Thai Tamarind Chicken Satay
Thai Tamarind Chicken Satay
Rated 5.0 stars by 1 users
Category
Entrees
Cuisine
Thai
Servings
2 - 4 servings
Prep Time
1 hour 20 minutes
Cook Time
10 minutes
Ingredients
-
2 tablespoons Extra Virgin Olive Oil
-
1/4 cup Coconut Milk
-
2 tablespoons Tamari
-
10 pods Melissa’s Sweet Tamarind - peeled; seeds discarded
-
1 tablespoon Curry Powder
-
1 1/2 teaspoons Freshly Ground Pepper
-
1 tablespoon Garlic Powder
-
1 teaspoon Ground Cumin
-
1 teaspoon Ground Coriander
-
1 teaspoon Granulated Sugar
-
2 pounds Boneless Skinless Chicken Breast - cut into 1/4-inch strips
-
Wooden Skewers - soaked in water
-
2 tablespoons Extra Chunky Peanut Butter
-
1 (14 oz.) can Coconut Milk
-
1 tablespoon Red Thai Curry Paste
-
1 tablespoon Fish Sauce
-
1 tablespoon Brown Sugar
For the Satay
For the Sauce
Directions
In a bowl, combine the olive oil and the next 9 ingredients. Add the chicken and massage it into the marinade until well coated. Place the bowl contents into a resealable plastic bag and refrigerate for 1 hour.

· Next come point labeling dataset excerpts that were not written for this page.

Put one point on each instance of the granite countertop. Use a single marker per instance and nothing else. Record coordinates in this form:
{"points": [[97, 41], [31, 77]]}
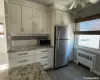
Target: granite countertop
{"points": [[26, 72], [25, 48]]}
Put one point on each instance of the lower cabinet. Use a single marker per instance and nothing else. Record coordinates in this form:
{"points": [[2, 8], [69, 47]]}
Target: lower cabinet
{"points": [[21, 58], [44, 56], [20, 61]]}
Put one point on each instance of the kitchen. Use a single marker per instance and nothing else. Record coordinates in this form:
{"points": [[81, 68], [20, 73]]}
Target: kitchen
{"points": [[29, 34]]}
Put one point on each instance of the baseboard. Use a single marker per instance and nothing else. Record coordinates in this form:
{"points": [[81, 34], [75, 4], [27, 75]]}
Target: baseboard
{"points": [[96, 72]]}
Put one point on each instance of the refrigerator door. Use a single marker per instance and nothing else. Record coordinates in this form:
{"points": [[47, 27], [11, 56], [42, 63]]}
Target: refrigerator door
{"points": [[61, 53], [61, 32]]}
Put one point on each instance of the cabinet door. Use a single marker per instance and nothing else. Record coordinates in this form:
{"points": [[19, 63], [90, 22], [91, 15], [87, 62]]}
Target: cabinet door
{"points": [[65, 19], [15, 18], [46, 22], [27, 20], [59, 17], [37, 21]]}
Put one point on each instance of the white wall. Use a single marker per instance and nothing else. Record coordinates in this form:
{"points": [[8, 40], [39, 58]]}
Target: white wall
{"points": [[89, 11], [3, 46]]}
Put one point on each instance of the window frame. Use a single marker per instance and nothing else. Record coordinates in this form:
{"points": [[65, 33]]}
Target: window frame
{"points": [[76, 33], [2, 33]]}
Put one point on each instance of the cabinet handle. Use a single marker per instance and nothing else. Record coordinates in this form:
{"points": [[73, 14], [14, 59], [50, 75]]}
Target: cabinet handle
{"points": [[44, 57], [23, 54], [22, 29], [45, 51], [44, 64], [22, 61]]}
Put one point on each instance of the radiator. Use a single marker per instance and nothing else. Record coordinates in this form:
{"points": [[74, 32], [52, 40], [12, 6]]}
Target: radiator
{"points": [[86, 59]]}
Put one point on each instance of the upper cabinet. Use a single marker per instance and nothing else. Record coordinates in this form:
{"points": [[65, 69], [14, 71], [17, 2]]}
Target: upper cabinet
{"points": [[37, 21], [14, 16], [61, 18], [27, 16], [41, 21], [46, 22], [58, 17]]}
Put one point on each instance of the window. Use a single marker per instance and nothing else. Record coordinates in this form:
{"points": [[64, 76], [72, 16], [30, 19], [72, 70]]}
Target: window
{"points": [[91, 41], [87, 34], [92, 25]]}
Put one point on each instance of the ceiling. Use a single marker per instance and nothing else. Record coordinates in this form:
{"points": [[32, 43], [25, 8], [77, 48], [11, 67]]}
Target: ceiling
{"points": [[66, 3]]}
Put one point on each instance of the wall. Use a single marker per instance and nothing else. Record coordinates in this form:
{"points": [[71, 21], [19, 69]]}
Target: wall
{"points": [[89, 11], [3, 46]]}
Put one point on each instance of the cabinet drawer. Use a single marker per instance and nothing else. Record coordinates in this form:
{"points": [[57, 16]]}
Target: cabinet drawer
{"points": [[20, 54], [21, 61], [41, 57], [46, 50], [47, 64], [44, 56]]}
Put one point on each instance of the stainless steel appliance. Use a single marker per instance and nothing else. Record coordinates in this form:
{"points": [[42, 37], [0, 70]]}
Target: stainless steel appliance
{"points": [[63, 47]]}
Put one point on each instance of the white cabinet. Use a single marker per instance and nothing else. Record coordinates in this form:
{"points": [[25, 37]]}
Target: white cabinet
{"points": [[46, 22], [61, 18], [14, 14], [37, 21], [21, 58], [20, 61], [45, 57], [27, 17], [23, 19], [41, 22]]}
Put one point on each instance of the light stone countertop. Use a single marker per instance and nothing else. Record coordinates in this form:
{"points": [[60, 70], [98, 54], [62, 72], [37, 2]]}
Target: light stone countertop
{"points": [[26, 48], [26, 72]]}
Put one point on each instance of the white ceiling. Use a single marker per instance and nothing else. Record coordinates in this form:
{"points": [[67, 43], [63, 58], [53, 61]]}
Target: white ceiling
{"points": [[59, 2]]}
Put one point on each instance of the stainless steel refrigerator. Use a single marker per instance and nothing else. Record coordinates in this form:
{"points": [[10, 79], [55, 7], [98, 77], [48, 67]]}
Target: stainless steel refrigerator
{"points": [[62, 46]]}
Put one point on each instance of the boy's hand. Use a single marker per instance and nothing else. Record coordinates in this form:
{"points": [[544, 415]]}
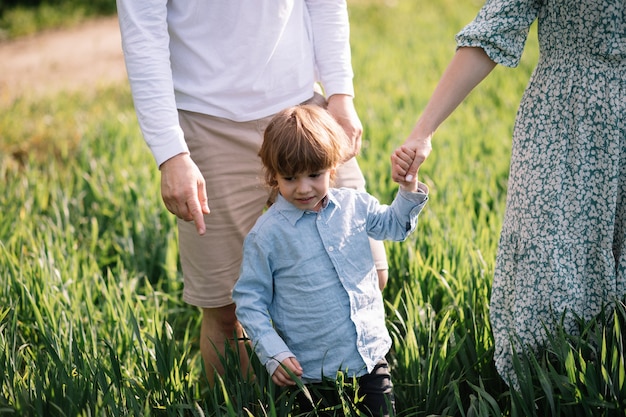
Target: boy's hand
{"points": [[281, 377], [401, 160]]}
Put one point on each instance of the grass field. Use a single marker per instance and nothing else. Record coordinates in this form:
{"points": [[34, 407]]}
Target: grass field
{"points": [[91, 314]]}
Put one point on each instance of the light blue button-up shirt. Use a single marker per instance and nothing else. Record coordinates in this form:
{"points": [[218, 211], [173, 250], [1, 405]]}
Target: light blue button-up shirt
{"points": [[308, 286]]}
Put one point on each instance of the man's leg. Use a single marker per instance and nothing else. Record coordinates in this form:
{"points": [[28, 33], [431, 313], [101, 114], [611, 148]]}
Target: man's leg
{"points": [[226, 153]]}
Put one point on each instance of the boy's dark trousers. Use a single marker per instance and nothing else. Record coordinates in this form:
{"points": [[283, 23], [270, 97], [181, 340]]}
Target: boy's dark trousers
{"points": [[375, 387]]}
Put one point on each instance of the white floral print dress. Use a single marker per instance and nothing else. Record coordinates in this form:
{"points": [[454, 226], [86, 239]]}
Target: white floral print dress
{"points": [[563, 242]]}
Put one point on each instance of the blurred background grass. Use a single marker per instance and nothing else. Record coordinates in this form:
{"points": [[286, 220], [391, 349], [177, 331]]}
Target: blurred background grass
{"points": [[91, 315]]}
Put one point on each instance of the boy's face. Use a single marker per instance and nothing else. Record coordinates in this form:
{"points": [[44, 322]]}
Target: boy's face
{"points": [[305, 190]]}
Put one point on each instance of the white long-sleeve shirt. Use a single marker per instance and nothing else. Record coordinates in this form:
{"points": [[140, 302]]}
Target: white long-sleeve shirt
{"points": [[237, 59]]}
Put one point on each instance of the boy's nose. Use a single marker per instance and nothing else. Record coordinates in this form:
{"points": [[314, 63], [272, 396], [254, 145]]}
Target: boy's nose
{"points": [[303, 186]]}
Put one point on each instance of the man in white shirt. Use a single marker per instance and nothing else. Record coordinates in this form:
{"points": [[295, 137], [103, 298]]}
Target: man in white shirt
{"points": [[206, 76]]}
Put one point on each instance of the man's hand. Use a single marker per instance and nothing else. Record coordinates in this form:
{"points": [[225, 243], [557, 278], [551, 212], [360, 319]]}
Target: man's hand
{"points": [[184, 190], [341, 107], [281, 377]]}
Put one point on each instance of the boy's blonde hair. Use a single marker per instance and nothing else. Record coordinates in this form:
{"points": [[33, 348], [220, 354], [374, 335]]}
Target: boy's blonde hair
{"points": [[303, 138]]}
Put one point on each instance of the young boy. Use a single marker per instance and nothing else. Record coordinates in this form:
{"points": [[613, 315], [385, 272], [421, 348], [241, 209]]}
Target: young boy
{"points": [[308, 294]]}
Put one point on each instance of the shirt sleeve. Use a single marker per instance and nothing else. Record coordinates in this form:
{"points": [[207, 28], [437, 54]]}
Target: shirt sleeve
{"points": [[145, 42], [331, 39], [501, 29], [253, 294]]}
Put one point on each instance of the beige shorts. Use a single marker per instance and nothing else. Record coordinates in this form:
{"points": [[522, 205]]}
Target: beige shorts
{"points": [[226, 153]]}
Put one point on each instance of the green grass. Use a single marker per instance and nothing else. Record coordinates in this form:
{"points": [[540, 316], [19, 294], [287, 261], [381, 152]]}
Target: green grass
{"points": [[91, 314]]}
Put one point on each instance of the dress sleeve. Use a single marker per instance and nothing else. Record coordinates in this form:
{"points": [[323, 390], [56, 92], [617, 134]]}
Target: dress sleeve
{"points": [[501, 29]]}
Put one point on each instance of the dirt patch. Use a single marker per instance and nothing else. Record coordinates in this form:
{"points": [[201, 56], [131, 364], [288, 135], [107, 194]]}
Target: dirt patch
{"points": [[86, 56]]}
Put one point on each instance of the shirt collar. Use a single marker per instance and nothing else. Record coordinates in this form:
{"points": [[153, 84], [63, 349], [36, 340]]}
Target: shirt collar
{"points": [[293, 214]]}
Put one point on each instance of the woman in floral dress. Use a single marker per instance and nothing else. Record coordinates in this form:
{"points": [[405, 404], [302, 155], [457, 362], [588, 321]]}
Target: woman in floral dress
{"points": [[562, 250]]}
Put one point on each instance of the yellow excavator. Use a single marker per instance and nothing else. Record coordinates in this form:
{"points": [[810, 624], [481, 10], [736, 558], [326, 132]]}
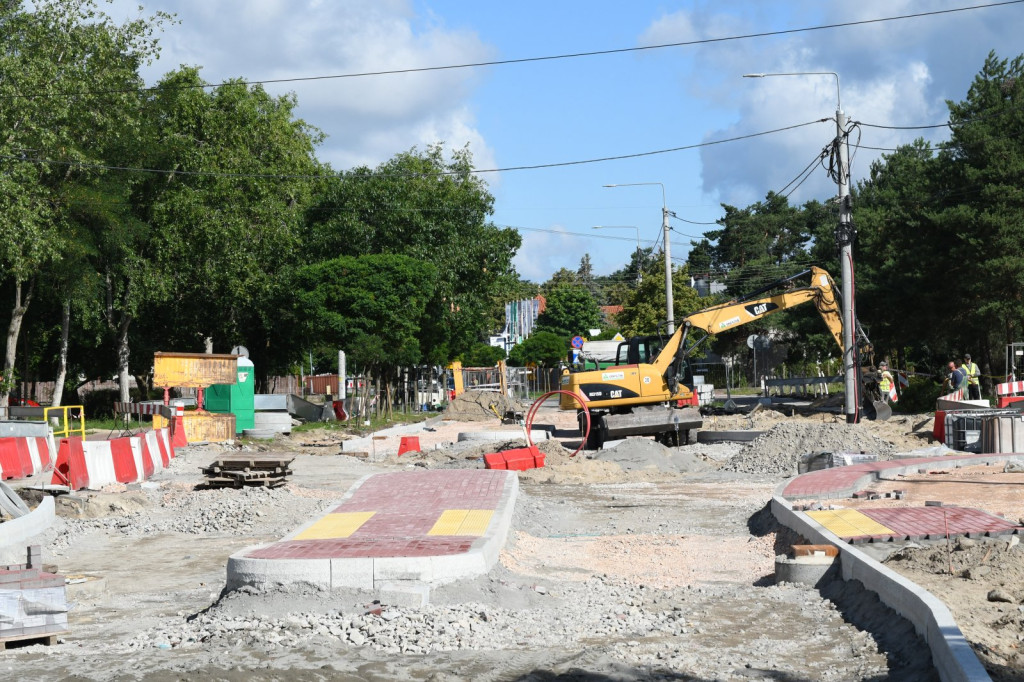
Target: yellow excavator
{"points": [[649, 390]]}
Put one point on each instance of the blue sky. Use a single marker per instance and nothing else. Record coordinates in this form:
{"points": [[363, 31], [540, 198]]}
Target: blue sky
{"points": [[897, 73]]}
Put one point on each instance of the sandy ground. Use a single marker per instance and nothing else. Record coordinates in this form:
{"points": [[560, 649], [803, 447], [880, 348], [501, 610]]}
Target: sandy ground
{"points": [[636, 562]]}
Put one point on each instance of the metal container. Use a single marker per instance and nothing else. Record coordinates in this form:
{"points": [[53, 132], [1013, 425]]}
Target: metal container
{"points": [[1004, 433], [208, 427], [194, 370]]}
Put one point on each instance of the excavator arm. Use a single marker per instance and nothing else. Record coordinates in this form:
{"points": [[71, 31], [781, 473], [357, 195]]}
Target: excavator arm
{"points": [[638, 399]]}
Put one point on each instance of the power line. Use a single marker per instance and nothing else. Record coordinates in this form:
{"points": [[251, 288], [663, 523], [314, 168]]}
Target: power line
{"points": [[562, 164], [552, 57]]}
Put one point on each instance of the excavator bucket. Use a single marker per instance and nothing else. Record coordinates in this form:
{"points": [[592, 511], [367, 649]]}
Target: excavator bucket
{"points": [[878, 411]]}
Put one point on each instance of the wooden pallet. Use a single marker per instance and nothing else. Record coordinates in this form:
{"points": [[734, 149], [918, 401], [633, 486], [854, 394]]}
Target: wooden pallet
{"points": [[48, 638], [236, 471]]}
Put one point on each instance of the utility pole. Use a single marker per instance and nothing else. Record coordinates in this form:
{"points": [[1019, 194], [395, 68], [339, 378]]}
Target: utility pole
{"points": [[844, 240], [667, 230]]}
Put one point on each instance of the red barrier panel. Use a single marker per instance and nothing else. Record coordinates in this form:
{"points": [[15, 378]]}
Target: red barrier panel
{"points": [[10, 463], [939, 427], [70, 468], [124, 461], [409, 444], [25, 457], [164, 455], [178, 438], [147, 459]]}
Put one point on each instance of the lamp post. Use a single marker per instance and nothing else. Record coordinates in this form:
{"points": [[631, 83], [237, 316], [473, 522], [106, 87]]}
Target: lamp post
{"points": [[844, 238], [669, 303], [639, 269]]}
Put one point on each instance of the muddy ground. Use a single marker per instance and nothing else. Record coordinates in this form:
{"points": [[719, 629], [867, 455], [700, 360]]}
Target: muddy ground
{"points": [[635, 562]]}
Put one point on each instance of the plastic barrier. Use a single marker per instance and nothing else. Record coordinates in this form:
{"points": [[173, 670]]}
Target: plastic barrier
{"points": [[93, 464], [25, 457], [409, 444]]}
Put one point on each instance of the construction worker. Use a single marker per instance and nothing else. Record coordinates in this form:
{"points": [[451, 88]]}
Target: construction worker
{"points": [[973, 378], [956, 377], [885, 381]]}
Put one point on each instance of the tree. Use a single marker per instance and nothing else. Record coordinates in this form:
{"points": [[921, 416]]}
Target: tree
{"points": [[482, 354], [570, 310], [368, 305], [434, 210], [543, 348], [224, 217], [62, 48], [644, 311]]}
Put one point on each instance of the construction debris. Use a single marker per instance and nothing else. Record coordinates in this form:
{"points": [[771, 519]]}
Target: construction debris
{"points": [[239, 470], [33, 602]]}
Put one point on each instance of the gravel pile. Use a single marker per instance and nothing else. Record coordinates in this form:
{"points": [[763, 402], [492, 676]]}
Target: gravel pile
{"points": [[659, 632], [780, 449], [198, 512], [481, 406]]}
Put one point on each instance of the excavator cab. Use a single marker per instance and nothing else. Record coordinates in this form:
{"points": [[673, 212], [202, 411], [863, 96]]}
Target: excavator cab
{"points": [[639, 349]]}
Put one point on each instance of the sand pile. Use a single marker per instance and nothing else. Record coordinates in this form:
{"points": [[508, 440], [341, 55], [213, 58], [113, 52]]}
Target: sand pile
{"points": [[481, 406], [779, 450]]}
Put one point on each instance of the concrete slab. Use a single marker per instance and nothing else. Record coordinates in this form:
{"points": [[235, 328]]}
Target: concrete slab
{"points": [[411, 528]]}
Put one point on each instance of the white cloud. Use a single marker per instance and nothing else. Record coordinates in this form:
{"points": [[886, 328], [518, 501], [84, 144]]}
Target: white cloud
{"points": [[368, 120]]}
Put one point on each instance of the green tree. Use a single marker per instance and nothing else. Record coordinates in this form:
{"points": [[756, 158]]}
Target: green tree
{"points": [[482, 354], [368, 305], [434, 210], [543, 348], [644, 311], [225, 217], [69, 79], [569, 310]]}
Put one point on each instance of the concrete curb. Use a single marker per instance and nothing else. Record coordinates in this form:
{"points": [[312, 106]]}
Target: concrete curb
{"points": [[911, 465], [15, 533], [951, 654]]}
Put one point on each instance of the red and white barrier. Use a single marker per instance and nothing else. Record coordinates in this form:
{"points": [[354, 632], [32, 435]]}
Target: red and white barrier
{"points": [[93, 464], [26, 457]]}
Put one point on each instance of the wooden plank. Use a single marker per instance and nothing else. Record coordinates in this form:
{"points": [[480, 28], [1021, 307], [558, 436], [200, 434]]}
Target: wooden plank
{"points": [[47, 638]]}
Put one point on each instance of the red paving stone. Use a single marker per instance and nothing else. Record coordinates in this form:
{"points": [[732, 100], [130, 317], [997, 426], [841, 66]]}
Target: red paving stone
{"points": [[931, 522], [906, 522], [406, 506], [839, 481]]}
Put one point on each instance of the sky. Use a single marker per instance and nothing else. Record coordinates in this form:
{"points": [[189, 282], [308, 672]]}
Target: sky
{"points": [[655, 119]]}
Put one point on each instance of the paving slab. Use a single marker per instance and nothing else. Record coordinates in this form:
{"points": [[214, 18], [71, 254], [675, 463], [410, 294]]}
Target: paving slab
{"points": [[424, 527]]}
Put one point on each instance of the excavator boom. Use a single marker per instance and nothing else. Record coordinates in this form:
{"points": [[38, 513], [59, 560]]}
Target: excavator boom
{"points": [[654, 388]]}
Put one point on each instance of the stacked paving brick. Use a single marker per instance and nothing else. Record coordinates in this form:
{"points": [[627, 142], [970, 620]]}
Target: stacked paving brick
{"points": [[33, 602]]}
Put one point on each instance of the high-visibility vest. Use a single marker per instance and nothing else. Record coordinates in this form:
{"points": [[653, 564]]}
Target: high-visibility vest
{"points": [[972, 373], [886, 383]]}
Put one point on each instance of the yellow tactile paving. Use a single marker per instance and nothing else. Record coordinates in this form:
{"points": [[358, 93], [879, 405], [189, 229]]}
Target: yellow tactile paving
{"points": [[331, 526], [849, 522], [462, 522]]}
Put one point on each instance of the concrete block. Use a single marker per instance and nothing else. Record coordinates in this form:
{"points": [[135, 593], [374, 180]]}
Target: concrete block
{"points": [[409, 595], [402, 568], [245, 570], [356, 573]]}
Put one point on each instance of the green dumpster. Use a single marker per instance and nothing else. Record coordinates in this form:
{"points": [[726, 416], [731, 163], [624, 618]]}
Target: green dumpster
{"points": [[238, 398]]}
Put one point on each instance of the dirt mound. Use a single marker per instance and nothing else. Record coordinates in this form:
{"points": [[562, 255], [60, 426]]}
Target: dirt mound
{"points": [[481, 406], [779, 450]]}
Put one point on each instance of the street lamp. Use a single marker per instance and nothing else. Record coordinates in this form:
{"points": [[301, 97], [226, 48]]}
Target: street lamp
{"points": [[639, 252], [669, 303], [844, 238]]}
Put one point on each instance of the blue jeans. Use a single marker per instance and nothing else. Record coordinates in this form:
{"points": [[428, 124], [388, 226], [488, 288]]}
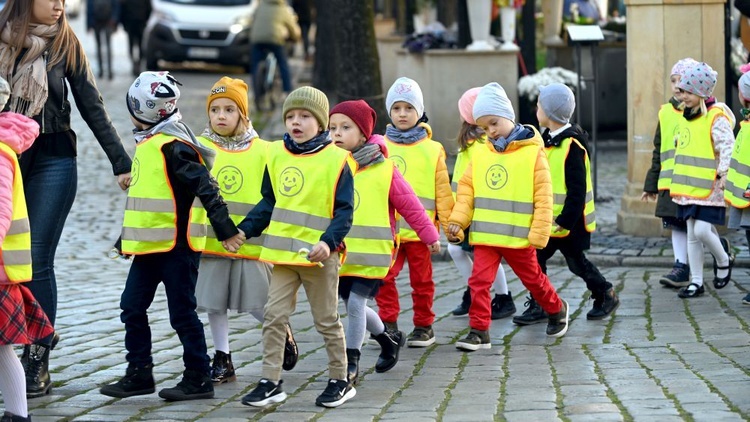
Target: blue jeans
{"points": [[50, 184], [178, 270], [258, 54]]}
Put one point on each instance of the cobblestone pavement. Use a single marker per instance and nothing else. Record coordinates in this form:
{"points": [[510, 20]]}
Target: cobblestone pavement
{"points": [[659, 358]]}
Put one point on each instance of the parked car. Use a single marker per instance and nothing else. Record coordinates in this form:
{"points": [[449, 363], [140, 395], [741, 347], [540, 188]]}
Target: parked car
{"points": [[214, 31]]}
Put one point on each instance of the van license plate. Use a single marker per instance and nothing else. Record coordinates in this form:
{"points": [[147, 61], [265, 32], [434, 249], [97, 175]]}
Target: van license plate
{"points": [[203, 53]]}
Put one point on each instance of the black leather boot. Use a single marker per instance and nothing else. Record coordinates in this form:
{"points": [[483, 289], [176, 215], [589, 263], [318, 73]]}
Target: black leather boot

Meanwhile, place all of the sauce ingredients into a saucepan. Turn the heat to medium and whisk until everything is well combined. Set aside.
Prepare a hot grill.
Thread the chicken onto the skewers and place them on a hot grill. Cook them until you get nice grill marks, about 3 minutes. Flip them and repeat, about 3 minutes or until the internal temperature is 165ºF.
Remove the chicken skewers from the grill and place them onto a platter. Tent them with foil to keep them warm.
Heat the sauce over medium heat. When it is hot, either pour it over the skewers or pour it into a sauce bowl for dipping.